Projection stéréographique

La projection stéréographique est une transformation mathématique qui permet de projeter la surface d'une sphère sur un plan. En astronomie, elle est utilisée pour créer des cartes du ciel (planisphères) en projetant la sphère céleste depuis un pôle vers le plan de l'équateur. Cette projection a la propriété remarquable de conserver les angles (conforme) et de transformer les cercles de la sphère en cercles sur le plan. Starry Memory utilise la projection stéréographique pour transformer les coordonnées célestes de 119 614 étoiles en positions 2D sur votre poster.

Étymologie

« Stéréographique » vient du grec ancien στερεός (stereós, « solide », « ferme ») et γράφειν (gráphein, « écrire », « tracer »). Littéralement : « tracé du solide ». Le terme désigne la projection qui « écrit » une figure 3D sur un plan 2D. Le mot « projection » vient du latin projectio (« action de jeter en avant »), de projicere. La même racine grecque stereós a donné stéréo, stéréotype, stéréoscope — toujours une notion de solidité ou de tridimensionnalité.

Histoire & découverte

La projection stéréographique est attribuée à Hipparque (-150) puis affinée par Claude Ptolémée (Almageste, IIe siècle). Elle sert à construire les astrolabes — instruments astronomiques utilisés du IIe siècle av. J.-C. jusqu'à la Renaissance pour calculer position d'étoiles, levers, couchers, et même l'heure. Le mathématicien français François d'Aguilon démontre en 1613 que la projection stéréographique est conforme (préserve les angles). En 1779, Lagrange prouve qu'elle transforme tout cercle de la sphère en cercle (ou droite) sur le plan — propriété unique qui en fait l'outil idéal pour les cartes du ciel.

Exemples concrets

Propriétés mathématiques uniques : conformité (préserve les angles localement), cercle-vers-cercle (un grand ou petit cercle de la sphère devient un cercle ou une droite sur le plan), pas de distorsion près du pôle de projection, distorsion croissante vers l'antipode. Cas concret : depuis le pôle sud, on projette sur le plan tangent au pôle nord. Une étoile à 30° du pôle nord se projette à une distance r = R × tan(15°) sur le plan. Format typique d'usage : planisphère de Hammer (forme ovale), planisphère de Lambert, projection stéréographique polaire (utilisée par Starry Memory). Applications modernes : géologie (cristallographie), cartographie (cartes des pôles).
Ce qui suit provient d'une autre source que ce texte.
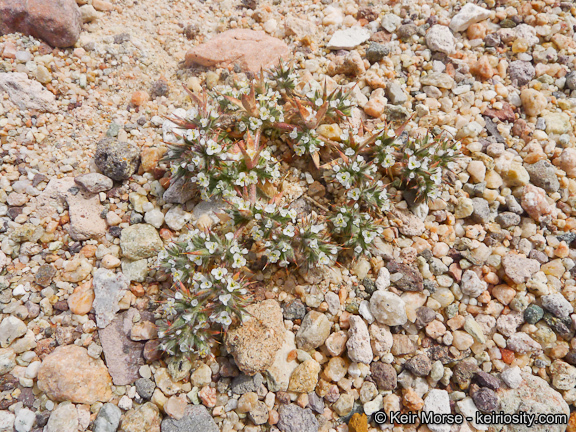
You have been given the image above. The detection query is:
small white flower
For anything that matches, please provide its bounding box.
[210,267,228,280]
[346,188,360,201]
[282,225,295,237]
[204,242,218,254]
[408,156,422,170]
[218,294,232,306]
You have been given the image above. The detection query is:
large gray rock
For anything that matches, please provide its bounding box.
[489,372,570,432]
[98,309,144,385]
[92,268,130,328]
[162,405,218,432]
[94,138,140,181]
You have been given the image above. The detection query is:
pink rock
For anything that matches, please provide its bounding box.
[2,42,16,58]
[186,29,290,73]
[521,185,558,222]
[0,0,82,47]
[555,148,576,178]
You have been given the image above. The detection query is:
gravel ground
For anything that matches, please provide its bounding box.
[0,0,576,432]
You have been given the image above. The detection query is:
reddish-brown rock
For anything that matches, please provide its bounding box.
[0,0,82,47]
[186,29,290,72]
[38,345,112,405]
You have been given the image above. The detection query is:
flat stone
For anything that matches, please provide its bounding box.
[38,345,112,405]
[225,300,286,375]
[94,138,140,181]
[185,29,290,73]
[0,315,26,348]
[326,26,370,50]
[450,3,490,32]
[120,224,163,261]
[93,403,122,432]
[0,71,57,112]
[496,369,570,432]
[92,268,130,328]
[426,24,456,55]
[277,404,319,432]
[162,405,219,432]
[46,402,78,432]
[98,309,144,385]
[0,0,82,47]
[66,191,107,241]
[74,173,114,193]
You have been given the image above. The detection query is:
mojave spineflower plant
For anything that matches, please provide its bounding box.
[158,62,459,356]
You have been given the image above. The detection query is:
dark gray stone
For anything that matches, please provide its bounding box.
[231,373,264,394]
[98,309,144,385]
[134,378,156,399]
[405,354,432,377]
[366,42,390,63]
[93,403,122,432]
[282,299,306,320]
[94,138,140,181]
[161,405,218,432]
[162,177,196,204]
[472,387,498,412]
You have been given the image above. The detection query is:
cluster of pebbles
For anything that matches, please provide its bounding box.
[0,0,576,432]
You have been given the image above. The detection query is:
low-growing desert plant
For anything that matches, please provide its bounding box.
[159,63,459,355]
Sur votre poster Starry Memory

Starry Memory utilise une projection stéréographique polaire avec point de projection au zénith de votre lieu d'observation. Concrètement : la sphère céleste 3D centrée sur vous (avec ses 119 614 étoiles du catalogue HYG) est « aplanie » sur le format A3, A2 ou 50×70 cm choisi. Les constellations circumpolaires (proche du zénith) sont rendues sans distorsion. Les constellations basses (proches de l'horizon) apparaissent légèrement étirées — c'est le compromis mathématique inévitable. Le résultat est identique à ce que produit Stellarium pour la même date et lieu : votre poster est cartographiquement rigoureux.

Le saviez-vous ?

La projection stéréographique était déjà utilisée par les Grecs anciens pour construire des astrolabes il y a plus de 2 000 ans. L'astrolabe est essentiellement un ordinateur analogique astronomique !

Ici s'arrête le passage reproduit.